Your Advocate In Serious Injury Claims

Why isn’t your brain injury healing?

With some injuries, the healing times are fairly standard. If you have a broken leg, for instance, your doctor can probably tell you how long it should take for that leg to heal. Once it does, you should regain complete functionality, as if the injury hadn’t happened. Of course, leg fractures can be different and unique from one case to the next, but this is generally the type of outcome people expect with modern medical treatment.

With brain injuries, though, things can be much different. Some healing may happen right away, but that healing may stop or reach a plateau before the person feels like they have fully recovered. Why has their brain injury stopped healing too early? Are they going to have to deal with this for the rest of their life?

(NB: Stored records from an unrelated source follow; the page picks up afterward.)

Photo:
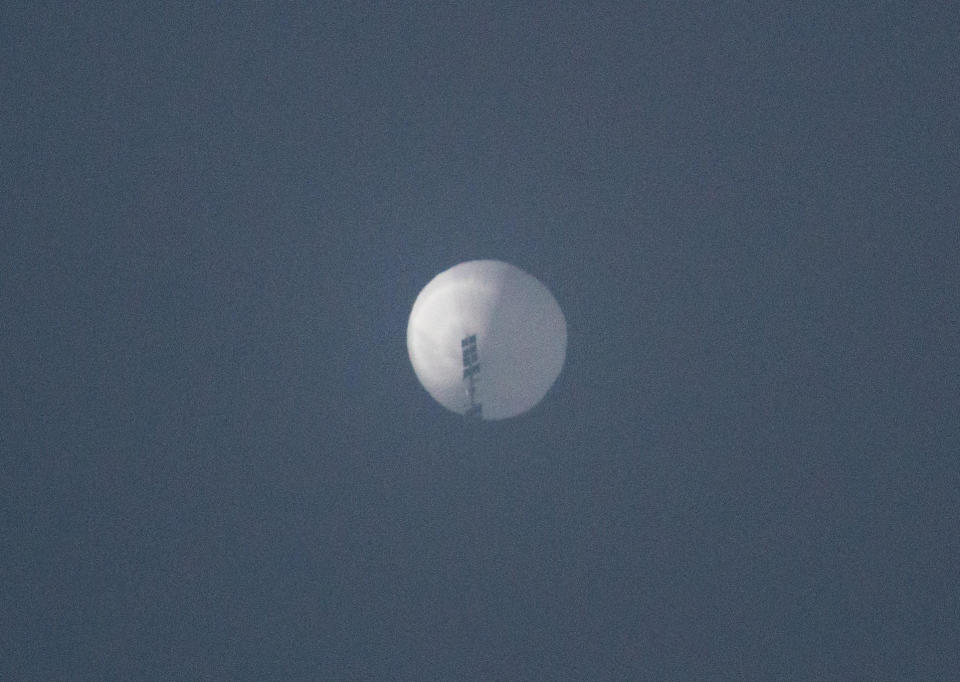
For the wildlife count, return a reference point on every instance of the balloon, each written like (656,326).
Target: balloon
(486,339)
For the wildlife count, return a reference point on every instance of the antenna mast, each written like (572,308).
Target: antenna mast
(471,367)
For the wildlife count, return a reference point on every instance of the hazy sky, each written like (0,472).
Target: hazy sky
(217,460)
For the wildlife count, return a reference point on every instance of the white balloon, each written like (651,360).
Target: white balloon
(521,339)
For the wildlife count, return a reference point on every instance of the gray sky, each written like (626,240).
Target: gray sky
(216,458)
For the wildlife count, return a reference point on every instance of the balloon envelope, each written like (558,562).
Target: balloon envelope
(520,339)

The brain can’t always replace lost cells

A major part of the issue is that the human brain typically can’t create new neurons. People are born with most of the brain cells that they will ever have. There are some rare exceptions, but the brain doesn’t operate like other parts of the body – where cellular reproduction is common and can be used as a method of healing.

Because it can’t create the new cells necessary for healing, your brain will try to find different connections or neural pathways. This is why you sometimes see healing for a few months or even years after the injury, but it then stagnates. The brain may be able to find some neural pathways, but not enough to completely replicate the connections that were lost.

This means that you could be dealing with symptoms of your brain injury for the rest of your life. If so, be sure you know how to seek financial compensation from those responsible.